FMA4 Instruction Set Hidden But Is Working On AMD Zen Processors
In an interesting find, it has been discovered that AMD processors based on ZEN architecture actually support the latest iteration of FMA, the FMA4-instruction set. The theory is that the FMA3 supplement instruction set would have been disabled for unknown reasons, however as it seems, it at the very least is partially working and active. With its “Zen” CPU microarchitecture, AMD removed support for the FMA4 instruction-set, on paper. This, while retaining FMA3. Level1Techs discovered that “Zen” CPUs do support FMA4 instructions, even through the instruction-set is not exposed to the operating system. FMA, or fused multiply add, is an efficient way to compute linear algebra. FMA3 and FMA4 are not generations of the instruction-set (unlike SSE3 and SSE4), but rather the digit denotes the number of operands per instruction. Support for both were introduced by AMD in 2012 with its FX-series processors, while Intel added FMA3 support in 2013 with “Haswell.”
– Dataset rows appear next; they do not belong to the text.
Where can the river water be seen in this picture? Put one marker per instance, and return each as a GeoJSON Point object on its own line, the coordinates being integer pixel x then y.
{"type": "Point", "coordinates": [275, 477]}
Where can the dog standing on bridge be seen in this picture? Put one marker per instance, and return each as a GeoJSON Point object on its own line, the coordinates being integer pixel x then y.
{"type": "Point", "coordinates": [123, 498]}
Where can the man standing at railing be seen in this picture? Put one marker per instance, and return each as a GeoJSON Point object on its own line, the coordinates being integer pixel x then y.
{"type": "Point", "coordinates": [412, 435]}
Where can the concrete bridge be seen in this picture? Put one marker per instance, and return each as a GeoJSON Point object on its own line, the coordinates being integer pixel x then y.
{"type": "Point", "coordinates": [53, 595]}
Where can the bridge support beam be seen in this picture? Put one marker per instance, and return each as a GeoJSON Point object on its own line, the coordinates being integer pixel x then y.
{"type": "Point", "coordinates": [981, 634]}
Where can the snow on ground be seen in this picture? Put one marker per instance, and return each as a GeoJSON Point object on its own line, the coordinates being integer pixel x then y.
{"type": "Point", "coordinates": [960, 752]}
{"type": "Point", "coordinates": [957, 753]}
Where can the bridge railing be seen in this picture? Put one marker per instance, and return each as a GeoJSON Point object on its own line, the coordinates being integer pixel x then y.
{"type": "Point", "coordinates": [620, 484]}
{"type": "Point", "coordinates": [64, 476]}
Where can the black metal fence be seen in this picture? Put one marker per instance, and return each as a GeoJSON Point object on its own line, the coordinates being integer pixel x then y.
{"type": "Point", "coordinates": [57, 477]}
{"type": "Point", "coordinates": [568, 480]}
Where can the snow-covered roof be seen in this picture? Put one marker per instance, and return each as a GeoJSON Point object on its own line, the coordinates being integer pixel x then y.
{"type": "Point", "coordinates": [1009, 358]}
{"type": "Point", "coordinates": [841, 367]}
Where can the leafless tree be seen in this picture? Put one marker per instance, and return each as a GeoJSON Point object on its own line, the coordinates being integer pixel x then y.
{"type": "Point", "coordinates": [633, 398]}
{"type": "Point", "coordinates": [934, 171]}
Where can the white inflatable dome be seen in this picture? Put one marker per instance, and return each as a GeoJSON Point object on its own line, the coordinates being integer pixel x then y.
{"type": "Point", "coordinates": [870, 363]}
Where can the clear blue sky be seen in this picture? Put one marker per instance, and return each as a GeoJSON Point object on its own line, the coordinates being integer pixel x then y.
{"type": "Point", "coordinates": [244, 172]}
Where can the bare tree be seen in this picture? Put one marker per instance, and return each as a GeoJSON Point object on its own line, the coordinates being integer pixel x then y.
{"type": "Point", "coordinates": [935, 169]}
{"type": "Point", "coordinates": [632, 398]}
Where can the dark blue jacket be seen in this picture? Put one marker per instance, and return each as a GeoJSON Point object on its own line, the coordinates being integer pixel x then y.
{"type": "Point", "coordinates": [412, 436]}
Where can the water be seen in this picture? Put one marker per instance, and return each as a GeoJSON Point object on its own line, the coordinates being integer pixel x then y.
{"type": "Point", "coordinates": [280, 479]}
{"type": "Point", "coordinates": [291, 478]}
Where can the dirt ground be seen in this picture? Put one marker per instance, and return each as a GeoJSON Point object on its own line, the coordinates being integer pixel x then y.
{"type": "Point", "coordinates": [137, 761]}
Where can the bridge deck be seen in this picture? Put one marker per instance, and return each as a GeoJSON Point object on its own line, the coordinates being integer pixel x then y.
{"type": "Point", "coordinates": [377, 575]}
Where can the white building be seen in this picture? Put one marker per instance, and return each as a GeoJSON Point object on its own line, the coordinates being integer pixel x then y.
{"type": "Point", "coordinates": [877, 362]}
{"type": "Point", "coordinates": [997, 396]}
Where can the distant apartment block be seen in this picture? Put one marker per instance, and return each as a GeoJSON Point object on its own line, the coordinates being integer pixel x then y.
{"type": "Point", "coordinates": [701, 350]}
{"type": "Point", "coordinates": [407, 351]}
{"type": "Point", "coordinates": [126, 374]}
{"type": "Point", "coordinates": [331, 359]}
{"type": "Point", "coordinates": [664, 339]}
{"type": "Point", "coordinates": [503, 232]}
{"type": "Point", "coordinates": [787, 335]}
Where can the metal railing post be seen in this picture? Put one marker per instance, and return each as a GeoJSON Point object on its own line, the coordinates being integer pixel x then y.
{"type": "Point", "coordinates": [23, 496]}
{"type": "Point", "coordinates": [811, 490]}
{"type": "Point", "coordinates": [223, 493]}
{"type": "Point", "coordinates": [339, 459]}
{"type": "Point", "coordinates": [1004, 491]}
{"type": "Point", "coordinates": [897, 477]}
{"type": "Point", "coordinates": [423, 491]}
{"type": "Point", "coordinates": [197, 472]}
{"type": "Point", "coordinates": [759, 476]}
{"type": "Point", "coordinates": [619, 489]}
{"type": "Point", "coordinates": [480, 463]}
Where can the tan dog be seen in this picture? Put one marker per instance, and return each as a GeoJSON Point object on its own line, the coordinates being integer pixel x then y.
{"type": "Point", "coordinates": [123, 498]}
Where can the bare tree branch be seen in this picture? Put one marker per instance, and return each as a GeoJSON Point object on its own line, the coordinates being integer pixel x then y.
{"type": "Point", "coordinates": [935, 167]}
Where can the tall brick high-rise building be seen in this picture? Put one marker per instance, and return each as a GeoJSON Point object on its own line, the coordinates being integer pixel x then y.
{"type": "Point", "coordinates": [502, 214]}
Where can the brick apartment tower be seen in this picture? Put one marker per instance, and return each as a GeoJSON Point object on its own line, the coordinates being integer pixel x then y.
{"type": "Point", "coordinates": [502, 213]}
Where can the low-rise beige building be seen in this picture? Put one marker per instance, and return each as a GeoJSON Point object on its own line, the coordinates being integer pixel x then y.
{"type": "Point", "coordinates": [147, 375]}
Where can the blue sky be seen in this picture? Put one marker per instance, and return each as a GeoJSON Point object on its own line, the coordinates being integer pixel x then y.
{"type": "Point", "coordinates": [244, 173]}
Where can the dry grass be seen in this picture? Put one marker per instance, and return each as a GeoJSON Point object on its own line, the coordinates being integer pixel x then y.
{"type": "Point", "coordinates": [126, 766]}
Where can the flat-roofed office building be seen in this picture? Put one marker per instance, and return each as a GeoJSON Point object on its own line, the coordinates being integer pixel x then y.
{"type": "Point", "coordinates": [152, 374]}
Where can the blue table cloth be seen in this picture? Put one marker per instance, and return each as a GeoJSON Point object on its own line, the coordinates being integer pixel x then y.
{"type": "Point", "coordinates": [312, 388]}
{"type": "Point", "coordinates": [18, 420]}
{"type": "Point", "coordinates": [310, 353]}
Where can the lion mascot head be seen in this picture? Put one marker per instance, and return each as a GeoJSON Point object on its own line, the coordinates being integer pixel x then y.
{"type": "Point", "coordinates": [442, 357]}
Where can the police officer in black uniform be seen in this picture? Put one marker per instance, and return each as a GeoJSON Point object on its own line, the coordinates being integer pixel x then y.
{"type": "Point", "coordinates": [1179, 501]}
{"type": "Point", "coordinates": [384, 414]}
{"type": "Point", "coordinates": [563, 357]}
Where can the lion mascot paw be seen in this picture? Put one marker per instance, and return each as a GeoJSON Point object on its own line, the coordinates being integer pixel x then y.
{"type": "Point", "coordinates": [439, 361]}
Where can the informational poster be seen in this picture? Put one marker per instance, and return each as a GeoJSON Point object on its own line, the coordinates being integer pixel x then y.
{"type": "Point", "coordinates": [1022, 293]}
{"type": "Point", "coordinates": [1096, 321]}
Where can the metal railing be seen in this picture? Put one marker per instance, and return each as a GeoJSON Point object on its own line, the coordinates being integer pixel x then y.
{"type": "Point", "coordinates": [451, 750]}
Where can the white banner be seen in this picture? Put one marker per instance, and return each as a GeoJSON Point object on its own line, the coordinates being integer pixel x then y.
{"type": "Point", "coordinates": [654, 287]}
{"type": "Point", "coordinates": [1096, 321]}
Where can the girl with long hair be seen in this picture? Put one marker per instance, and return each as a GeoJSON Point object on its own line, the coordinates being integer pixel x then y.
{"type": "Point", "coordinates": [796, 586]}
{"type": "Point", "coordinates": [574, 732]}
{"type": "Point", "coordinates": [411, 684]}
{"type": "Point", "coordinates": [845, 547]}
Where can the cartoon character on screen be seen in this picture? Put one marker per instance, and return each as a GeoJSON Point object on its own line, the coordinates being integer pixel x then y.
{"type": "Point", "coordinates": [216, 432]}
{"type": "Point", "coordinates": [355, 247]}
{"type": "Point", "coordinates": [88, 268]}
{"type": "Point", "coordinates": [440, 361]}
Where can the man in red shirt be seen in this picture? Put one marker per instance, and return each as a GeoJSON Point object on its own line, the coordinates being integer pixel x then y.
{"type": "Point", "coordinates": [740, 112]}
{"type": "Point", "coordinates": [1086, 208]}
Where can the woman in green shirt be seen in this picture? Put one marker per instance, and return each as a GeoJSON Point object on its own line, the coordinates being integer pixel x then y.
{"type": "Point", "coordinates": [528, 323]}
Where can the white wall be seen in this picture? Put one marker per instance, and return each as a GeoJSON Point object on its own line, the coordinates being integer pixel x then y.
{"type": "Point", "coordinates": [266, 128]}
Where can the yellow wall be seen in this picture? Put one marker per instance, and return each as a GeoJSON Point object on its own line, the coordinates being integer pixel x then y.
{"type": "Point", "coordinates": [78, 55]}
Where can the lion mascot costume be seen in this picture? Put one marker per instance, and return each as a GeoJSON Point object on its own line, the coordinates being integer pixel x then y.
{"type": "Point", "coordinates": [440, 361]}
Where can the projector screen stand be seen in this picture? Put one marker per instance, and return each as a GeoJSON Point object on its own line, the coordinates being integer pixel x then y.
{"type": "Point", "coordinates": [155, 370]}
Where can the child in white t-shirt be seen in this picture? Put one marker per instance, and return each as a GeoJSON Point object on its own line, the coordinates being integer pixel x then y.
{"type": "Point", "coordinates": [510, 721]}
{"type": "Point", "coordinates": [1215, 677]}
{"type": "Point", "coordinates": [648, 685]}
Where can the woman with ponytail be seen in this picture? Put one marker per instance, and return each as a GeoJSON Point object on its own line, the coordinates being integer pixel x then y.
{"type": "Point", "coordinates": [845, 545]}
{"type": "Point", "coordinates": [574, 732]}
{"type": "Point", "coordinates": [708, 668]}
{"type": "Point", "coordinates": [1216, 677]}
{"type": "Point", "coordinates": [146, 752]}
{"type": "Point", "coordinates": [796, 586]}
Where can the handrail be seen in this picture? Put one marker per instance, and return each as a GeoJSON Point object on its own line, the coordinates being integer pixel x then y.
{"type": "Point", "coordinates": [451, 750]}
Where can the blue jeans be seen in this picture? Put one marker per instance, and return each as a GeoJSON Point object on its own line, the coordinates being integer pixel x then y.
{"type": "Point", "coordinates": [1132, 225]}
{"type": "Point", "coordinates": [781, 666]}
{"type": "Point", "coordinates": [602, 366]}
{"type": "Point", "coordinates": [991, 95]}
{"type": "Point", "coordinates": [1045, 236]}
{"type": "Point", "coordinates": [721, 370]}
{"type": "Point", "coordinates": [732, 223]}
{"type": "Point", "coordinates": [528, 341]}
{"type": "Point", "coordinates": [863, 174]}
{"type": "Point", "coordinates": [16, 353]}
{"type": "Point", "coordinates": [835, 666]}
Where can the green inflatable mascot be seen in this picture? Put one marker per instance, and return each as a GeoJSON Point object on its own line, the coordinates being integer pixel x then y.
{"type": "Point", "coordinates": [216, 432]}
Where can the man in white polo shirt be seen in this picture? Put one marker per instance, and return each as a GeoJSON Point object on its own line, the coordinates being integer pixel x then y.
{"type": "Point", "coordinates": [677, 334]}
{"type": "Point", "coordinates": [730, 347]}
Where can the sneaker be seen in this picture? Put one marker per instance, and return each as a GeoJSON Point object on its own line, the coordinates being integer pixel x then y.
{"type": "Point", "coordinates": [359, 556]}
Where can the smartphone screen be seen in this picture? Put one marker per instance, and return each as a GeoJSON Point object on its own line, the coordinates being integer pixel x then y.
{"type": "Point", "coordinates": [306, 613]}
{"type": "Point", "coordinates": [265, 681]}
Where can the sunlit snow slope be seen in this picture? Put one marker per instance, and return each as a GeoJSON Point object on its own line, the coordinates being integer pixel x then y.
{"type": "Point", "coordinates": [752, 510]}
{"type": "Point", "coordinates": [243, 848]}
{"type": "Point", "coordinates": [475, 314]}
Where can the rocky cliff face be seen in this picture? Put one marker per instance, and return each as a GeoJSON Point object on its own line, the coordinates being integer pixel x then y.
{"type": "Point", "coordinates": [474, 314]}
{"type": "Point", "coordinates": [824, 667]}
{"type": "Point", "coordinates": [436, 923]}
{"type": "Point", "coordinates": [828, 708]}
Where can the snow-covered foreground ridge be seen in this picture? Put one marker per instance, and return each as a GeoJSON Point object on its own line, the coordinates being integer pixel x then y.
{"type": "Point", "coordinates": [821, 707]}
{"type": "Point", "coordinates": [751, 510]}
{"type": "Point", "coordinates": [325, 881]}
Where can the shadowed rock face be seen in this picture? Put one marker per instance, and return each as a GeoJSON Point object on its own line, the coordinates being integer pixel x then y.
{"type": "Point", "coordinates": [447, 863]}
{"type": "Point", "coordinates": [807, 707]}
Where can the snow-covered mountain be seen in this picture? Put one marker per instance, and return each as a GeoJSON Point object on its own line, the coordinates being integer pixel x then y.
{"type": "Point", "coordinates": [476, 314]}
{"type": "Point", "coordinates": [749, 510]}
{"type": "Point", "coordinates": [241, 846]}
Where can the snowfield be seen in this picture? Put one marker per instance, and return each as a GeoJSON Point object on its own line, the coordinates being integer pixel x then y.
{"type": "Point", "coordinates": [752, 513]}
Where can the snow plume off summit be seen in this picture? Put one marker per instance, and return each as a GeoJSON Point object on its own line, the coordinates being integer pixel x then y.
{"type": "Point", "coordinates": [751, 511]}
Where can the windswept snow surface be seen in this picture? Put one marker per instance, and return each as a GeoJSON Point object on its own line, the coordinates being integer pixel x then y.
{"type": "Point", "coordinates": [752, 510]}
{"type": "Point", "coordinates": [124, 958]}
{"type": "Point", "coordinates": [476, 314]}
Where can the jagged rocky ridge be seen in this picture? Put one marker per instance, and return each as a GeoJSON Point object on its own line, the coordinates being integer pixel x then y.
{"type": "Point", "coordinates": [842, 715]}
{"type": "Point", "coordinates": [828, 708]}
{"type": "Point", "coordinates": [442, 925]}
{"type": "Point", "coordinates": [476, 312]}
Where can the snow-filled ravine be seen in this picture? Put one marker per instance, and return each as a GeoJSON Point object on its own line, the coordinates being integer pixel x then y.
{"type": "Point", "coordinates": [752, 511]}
As it now seems, Level1Techs tested this with Zen processors by running an adapted script that sends FMA4 instructions to the processor. The FMA4 task fired off at the processor surprisingly did not get refused and got executed successfully. It’s an interesting find. Meanwhile, CPUID still states it is not supported/detected.
The exact reasons why AMD deprecated FMA4 with “Zen” are unknown, but some developers speculate it’s because AMD’s implementation of FMA4 is buggy, even though it’s more efficient (33% more throughput). Intel’s adoption of FMA3 made it more popular, and hence more stable over the years. Level1Techs used an OpenBLAS FMA4 test-program to confirm that feeding “Zen” processors with FMA4 instructions won’t just return a “illegal instruction” error, but also the processor will go ahead and complete the operation. This is interesting because FMA4 isn’t exposed as a CPUID bit, and the operating system has no idea the processor even supports the instruction. For linear algebra, FMA4 has proven more efficient than AVX in both single- and double-precision.